Ich werde vielmehr dazu "motiviert" kopflos Brotkrumen hinterher zu laufen, auf einer Karte, die bereits vollständig und korrekt kartographiert wurde und dem Spieler komplett zur Verfügung steht. Ich muss mich mit der Umgebung nicht auseinandersetzen geschweige denn einprägen. Grundlegende Orientierung ist nicht nur nicht notwendig, sie ist imo auch kaum möglich. Oder kann jemand in Novigrad von Hattoris Schmiede zum Goldenen Stör laufen, nur anhand von Merkmalen und Wahrzeichen, vielleicht einprägsamen Gassen und Vierteln?
Die Folge: ein vertrautes Gefühl, wenn man von der Umgebung eine innere Karte gezeichnet hat, wird nie entwickelt. Nicht für die Welt, nicht für eines der Gebiete, noch nicht mal für Novigrad. Für die Überbrückung von Distanzen kann ich lediglich auf das Radar starren und ich komme trotzdem prima zurecht. _Ohne_ Minimap und Markierungen aber wäre Gerald aufgeschmissen..
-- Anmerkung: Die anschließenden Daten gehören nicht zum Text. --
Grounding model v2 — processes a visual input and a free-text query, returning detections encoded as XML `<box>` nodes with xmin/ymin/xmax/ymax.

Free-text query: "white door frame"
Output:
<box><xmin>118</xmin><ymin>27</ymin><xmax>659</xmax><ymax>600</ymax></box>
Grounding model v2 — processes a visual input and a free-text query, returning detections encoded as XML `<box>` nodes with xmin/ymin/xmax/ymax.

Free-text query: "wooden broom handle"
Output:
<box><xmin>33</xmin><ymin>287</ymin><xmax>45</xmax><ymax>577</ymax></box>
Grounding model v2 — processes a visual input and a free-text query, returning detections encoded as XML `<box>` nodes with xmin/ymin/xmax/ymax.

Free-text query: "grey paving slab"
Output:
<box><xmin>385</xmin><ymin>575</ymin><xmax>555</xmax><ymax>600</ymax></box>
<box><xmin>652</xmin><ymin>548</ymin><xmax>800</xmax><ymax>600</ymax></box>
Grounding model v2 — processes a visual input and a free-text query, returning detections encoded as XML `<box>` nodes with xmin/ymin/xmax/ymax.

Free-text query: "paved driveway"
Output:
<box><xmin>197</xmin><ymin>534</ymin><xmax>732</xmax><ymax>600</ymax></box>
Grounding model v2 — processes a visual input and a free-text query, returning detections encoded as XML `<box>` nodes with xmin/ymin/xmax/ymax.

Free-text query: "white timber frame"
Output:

Und so sehr schätzt CDPR seine eigene Welt.

Im Nachhinein muss ich mir doch die Augen reiben, über den Einfluss, den Gothic auf The Witcher gehabt haben soll. Denn Gothic 1+2 ist das genaue Gegenteil und dort fundamental besser.

Witcher 3 schleudert natürlich eine für die Größe großartige Produktionsqualität hin, aber aufgrund dieser insgesamt verschwendeten Welt, bin ich emotional irgendwann der Gleichgültigkeit angekommen. Je mehr mir die Welt präsentieren möchte, desto weniger kann ich diese wertschätzen. Da mögen manch Quests noch so gut geschrieben sein.

Es hätte ""nicht viel"" bedurft für ein erfüllenderes Erlebnis, sicher aber das:
deutlich weniger.

Meine Frage:
Gehört The Witcher 3 also immer noch zum Besten in Sachen OW?